Alberto Ostria Gutiérrez
Cuentan los nativos de mi tierra que la aguada de Cachoc - biriri, es una laguneta encantada, que la dueña de ella, fue una mujer que por mala y celosa con su marido, el Choquigua la convirtió en una víbora enorme, negra y asquerosa, que hoy es el Jichi de esa laguneta.
Es cosa muy sabida y muy vulgar oír contar a las abuelitas de cabeza blanca, la historia de aquel carayana tunante e incrédulo, que aún en las noches más tempestuosas, acostumbraba venirse del pueblo, y pasando por bajo un viejo paquió que se alzaba al borde del camino y por junto aquella aguada, se entrevistaba con la hija del Maestro de Capilla, una muchachuela morena y arrogante, como una mosqueta guinda, que junto con sus padres vivía allá lejos, a la vera del bajío, y que era el ¡ay! de mí...! de todos los titayas del lugar.
Llegó el día en que se recordaba con gran solemnidad el aniversario natal del Maestro de Capilla. Y como todo el vecindario lo estimaba, porque cuando en el pueblo no había párroco, él hacía las veces de tal rezando y cantando en la iglesia y los velorios, la mayoría de los vecinos se dieron cita para ir a felicitarlo, llevándole cada uno, -como era costumbre-, un ramito de flores, un atadito con huevos o una gallinita con el pescuezo adornado con cintas.
Ese día, por tradición, tuvo lugar la formidable juerga con que el dueño del santo acostumbraba obsequiar a sus visitas.
Y dizque esa noche memorable sucedió algo extraño e inesperado, que para siempre quedó grabado en la memoria supersticiosa de las abadesas y paducas del pueblo.

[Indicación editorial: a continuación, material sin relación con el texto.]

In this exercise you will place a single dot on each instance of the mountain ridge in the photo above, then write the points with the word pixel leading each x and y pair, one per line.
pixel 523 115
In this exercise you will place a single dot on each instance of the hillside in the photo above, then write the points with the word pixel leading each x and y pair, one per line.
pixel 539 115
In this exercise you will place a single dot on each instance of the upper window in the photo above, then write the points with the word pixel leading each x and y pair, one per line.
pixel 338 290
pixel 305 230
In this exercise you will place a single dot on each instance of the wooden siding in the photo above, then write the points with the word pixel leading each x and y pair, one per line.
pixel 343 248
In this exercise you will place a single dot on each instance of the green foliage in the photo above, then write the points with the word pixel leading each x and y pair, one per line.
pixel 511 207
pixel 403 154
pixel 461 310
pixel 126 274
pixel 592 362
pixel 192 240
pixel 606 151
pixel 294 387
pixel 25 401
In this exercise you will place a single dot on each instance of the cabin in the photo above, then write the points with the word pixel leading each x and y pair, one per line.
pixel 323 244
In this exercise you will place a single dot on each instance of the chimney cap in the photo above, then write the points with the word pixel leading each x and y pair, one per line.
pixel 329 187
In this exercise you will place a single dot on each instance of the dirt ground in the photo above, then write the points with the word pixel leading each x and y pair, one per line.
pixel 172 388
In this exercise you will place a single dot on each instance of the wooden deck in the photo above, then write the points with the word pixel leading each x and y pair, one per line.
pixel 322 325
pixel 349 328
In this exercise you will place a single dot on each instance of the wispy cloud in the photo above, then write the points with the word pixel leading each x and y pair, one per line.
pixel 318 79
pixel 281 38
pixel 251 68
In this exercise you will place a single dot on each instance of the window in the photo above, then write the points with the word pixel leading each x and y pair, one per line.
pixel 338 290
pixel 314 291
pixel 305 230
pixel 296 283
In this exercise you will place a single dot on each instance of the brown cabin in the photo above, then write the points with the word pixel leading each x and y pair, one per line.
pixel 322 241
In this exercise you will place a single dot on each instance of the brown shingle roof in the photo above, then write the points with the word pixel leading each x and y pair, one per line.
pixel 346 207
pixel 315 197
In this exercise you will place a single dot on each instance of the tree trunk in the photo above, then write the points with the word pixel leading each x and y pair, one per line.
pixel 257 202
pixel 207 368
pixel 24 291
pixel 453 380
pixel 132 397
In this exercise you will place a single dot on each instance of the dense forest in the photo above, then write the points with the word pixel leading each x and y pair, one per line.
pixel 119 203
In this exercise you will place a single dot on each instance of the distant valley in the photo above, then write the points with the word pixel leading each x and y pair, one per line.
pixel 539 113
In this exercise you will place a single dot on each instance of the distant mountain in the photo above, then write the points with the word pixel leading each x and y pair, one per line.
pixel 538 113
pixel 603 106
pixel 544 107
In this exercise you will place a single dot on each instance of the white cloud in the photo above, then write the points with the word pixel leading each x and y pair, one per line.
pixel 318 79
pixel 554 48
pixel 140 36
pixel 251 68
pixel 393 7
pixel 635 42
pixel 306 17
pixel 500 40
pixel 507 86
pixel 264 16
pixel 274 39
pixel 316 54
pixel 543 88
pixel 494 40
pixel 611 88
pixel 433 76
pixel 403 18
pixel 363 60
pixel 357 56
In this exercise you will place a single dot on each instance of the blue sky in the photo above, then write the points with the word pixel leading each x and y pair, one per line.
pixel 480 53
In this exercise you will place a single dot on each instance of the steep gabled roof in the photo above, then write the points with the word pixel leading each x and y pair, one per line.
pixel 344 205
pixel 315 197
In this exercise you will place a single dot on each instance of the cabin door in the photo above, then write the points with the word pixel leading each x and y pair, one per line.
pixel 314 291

El carayana aquél que acostumbraba verse todas las noches con la hija del Maestro de Capilla y que esa vez había logrado imponerle sus caprichos de hombre, lo encontraron frío y moribundo, tendido a la orilla de la aguada. Lo recogieron y lo condujeron al pueblo, y cuando al día siguiente sus vecinos le preguntaron qué le había sucedido, contó que esa noche al venirse, encontró junto a las tranqueras de la casa donde se celebraba la fiesta, una mujer vestida de negro, que tomándole la delantera lo obligó a seguirla camino al pueblo. Al llegar frente a la laguneta, la mujer se hizo chinga, es decir desapareció súbitamente, dejándole atónito y sintiendo un frío estremecimiento que le encrespó el cuerpo, perdió los sentidos y cayó al suelo, desmayado.

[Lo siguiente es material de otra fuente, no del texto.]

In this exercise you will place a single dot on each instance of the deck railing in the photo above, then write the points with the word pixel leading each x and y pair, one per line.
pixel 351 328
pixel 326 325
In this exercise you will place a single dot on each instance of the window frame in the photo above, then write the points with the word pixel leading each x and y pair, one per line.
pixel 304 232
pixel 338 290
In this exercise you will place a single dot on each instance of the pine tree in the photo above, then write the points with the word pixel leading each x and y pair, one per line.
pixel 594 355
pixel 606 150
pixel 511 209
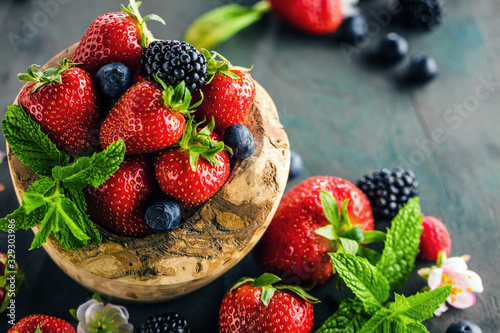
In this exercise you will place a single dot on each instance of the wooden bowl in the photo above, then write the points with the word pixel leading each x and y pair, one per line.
pixel 205 246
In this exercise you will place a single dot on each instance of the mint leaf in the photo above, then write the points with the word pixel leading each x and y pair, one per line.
pixel 376 322
pixel 401 245
pixel 93 170
pixel 29 143
pixel 372 256
pixel 222 23
pixel 365 281
pixel 421 306
pixel 349 318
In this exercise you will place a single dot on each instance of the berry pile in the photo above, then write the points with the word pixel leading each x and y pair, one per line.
pixel 160 97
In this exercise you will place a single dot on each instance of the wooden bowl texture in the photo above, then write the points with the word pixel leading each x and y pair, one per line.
pixel 214 239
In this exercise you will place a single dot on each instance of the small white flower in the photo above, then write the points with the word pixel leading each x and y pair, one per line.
pixel 454 271
pixel 94 316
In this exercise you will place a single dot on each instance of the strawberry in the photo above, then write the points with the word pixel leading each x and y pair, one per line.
pixel 293 246
pixel 115 37
pixel 186 177
pixel 118 204
pixel 435 238
pixel 11 280
pixel 311 16
pixel 148 117
pixel 256 305
pixel 46 324
pixel 63 100
pixel 227 96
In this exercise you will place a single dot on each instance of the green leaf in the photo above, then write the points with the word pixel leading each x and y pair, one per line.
pixel 401 245
pixel 266 279
pixel 93 170
pixel 373 236
pixel 349 318
pixel 372 256
pixel 222 23
pixel 29 143
pixel 330 208
pixel 365 281
pixel 376 322
pixel 355 233
pixel 267 294
pixel 349 246
pixel 421 306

Desde ese día el carayana aquel quedó enfermo, y una palidez de muerto lo acompañó hasta el último día de su vida que no se dejó esperar mucho tiempo.
Poco tiempo después los Choquigueros del pueblo, cuando fumaron sus cigarros de hojas de floripondio e invocaron a sus tigres les den luces e inspiración para descifrar el enigma de aquella enfermedad que no habían podido curar, contaron muy sorprendidos que la mujer aquella fue Mama Cochoc - biriri, que enamorada locamente del carayana aquél, porque era apuesto y corajudo, se fue a esperarlo a las tranqueras , y como esa noche había visto su triunfo de hombre con la hija del Maestro, mala y celosa como había sido en vida, pensó asegurárselo para siempre. Y dizque esa noche trágica, cuando estuvo frente a la ciénega, le arrancó su alma, y junto con ella, se sumergieron para siempre bajo las aguas.
La tradición pervive hecha carne en el corazón y la memoria de los nativos. Y por eso en las noches de blancos plenilunios, dicen ver dos siluetas fantasmales, que surgiendo del fondo de la aguada al bullicio estridente de los lequeleques que pueblan el bajío, avanzaban silenciosas, camino al pueblo, esfumándose luego en la sombra que proyecta el viejo paquió del camino.